For churchgoers to perceive value, churches have to maintain the scarcity of the once-a-week, in-real-life sermon experience. When pastors push their sermons far and wide via podcast, they unintentionally devalue the message they have worked hard to create and communicate. They remove the sermon from the time, context, and body of the liturgy where it belongs.

By giving away their best material online, churches may actually be incentivizing their crowd not to attend. It’s not a coincidence that the 2015 Pew Research Center’s Religious Landscape Study found the greatest drops in attendance among the young, digitally connected generation.

Millennials are not skipping church because they can podcast sermons. People do not go to church to hear the sermons; they go to church to fellowship with the people. Podcasting cannot replace the social experience of attending church—and people know that. I’ve never heard of someone asked why they don’t attend church responding with “because I can listen to sermon podcasts.” There are other reasons keeping Millennials away from church, and if Schuchardt’s solution is restricting sermon access he’s never going to find those reasons.

Now really is a good time to ask, “What would Jesus podcast?” The answer is: nothing. In fact, Jesus was so against any form of mediation that he never did anything unless he was there, live, in person, embodied, to see to it personally.

He never once wrote anything down. He never once asked any one of his disciples to be the group secretary or disciple’s scribe.

Jesus could not write! His disciples could not write either! It’s kind of hard to write things down when you cannot write.
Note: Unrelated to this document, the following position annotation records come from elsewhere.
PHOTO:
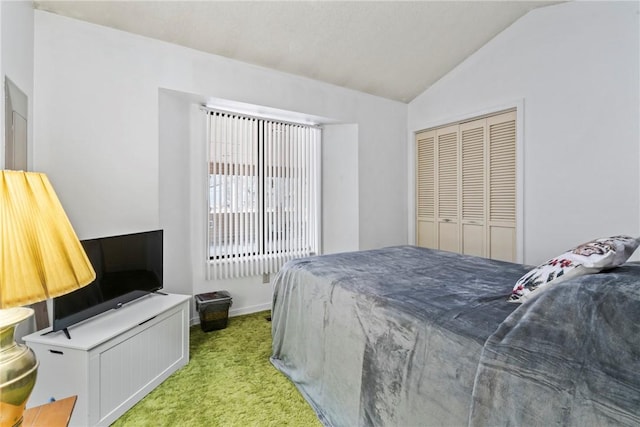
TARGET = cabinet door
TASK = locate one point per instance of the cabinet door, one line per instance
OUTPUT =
(425, 190)
(472, 214)
(501, 133)
(447, 196)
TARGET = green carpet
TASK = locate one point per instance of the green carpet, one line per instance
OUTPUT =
(229, 381)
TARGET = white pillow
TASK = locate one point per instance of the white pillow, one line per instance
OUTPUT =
(587, 258)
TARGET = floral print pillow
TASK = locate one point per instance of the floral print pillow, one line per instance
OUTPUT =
(588, 258)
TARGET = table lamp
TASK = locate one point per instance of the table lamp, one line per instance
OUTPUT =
(40, 257)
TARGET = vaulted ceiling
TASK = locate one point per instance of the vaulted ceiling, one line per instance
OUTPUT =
(392, 49)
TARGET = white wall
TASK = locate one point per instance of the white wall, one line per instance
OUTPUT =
(16, 59)
(575, 67)
(340, 189)
(118, 135)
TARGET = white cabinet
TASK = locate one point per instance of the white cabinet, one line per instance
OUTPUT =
(112, 360)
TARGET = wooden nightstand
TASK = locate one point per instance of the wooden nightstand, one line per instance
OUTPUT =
(54, 414)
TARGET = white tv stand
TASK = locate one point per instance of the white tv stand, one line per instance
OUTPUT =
(112, 360)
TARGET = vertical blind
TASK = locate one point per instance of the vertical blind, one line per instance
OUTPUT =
(264, 194)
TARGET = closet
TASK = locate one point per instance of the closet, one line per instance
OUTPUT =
(466, 187)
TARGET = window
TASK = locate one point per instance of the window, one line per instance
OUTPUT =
(263, 194)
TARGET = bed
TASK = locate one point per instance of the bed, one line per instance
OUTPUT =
(408, 336)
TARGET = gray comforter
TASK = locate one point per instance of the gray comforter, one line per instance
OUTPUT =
(407, 336)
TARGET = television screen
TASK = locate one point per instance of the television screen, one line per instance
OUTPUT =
(127, 267)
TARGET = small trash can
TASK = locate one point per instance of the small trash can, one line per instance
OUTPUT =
(213, 308)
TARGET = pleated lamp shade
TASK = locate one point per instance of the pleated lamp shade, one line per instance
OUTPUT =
(40, 254)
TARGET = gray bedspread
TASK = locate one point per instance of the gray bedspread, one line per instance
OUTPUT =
(569, 357)
(408, 336)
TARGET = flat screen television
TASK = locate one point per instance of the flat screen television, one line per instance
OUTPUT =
(127, 267)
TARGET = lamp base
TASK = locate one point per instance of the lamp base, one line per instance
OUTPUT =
(18, 368)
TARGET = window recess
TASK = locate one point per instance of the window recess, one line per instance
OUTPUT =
(264, 194)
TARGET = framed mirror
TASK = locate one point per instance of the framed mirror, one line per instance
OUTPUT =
(16, 110)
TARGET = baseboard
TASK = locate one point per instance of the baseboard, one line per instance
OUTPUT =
(237, 312)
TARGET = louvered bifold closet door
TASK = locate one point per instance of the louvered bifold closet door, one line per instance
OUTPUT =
(447, 183)
(425, 190)
(472, 151)
(501, 133)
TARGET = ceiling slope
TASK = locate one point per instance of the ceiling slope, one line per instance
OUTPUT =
(392, 49)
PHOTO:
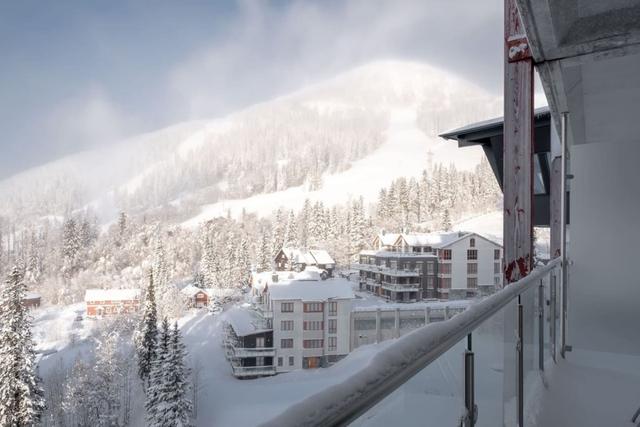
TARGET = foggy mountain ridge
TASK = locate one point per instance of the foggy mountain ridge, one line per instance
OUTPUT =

But you know what Jesus did do? He sent his disciples off two by two to preach the word in surrounding areas. It is simply not true that Jesus “never did anything unless he was there, live, in person, embodied, to see it personally.” He used the forms of communication available in his day—sending off his disciples two by two—to spread his message as wide as possible.

I’m honestly feeling very unimpressed with the quality of education provided at Wheaton right now, if this is a fair sample.

If Schuchardt had simply set out to remind young Christians of everything they receive from attending church—fellowshipping with other believers, sharing the communal experience of hearing and responding to the same message together as a body, communal worship, and so forth—I would not have batted an eye. This full-throated Luddism accompanied by a mangling of any context whatsoever is something else entirely.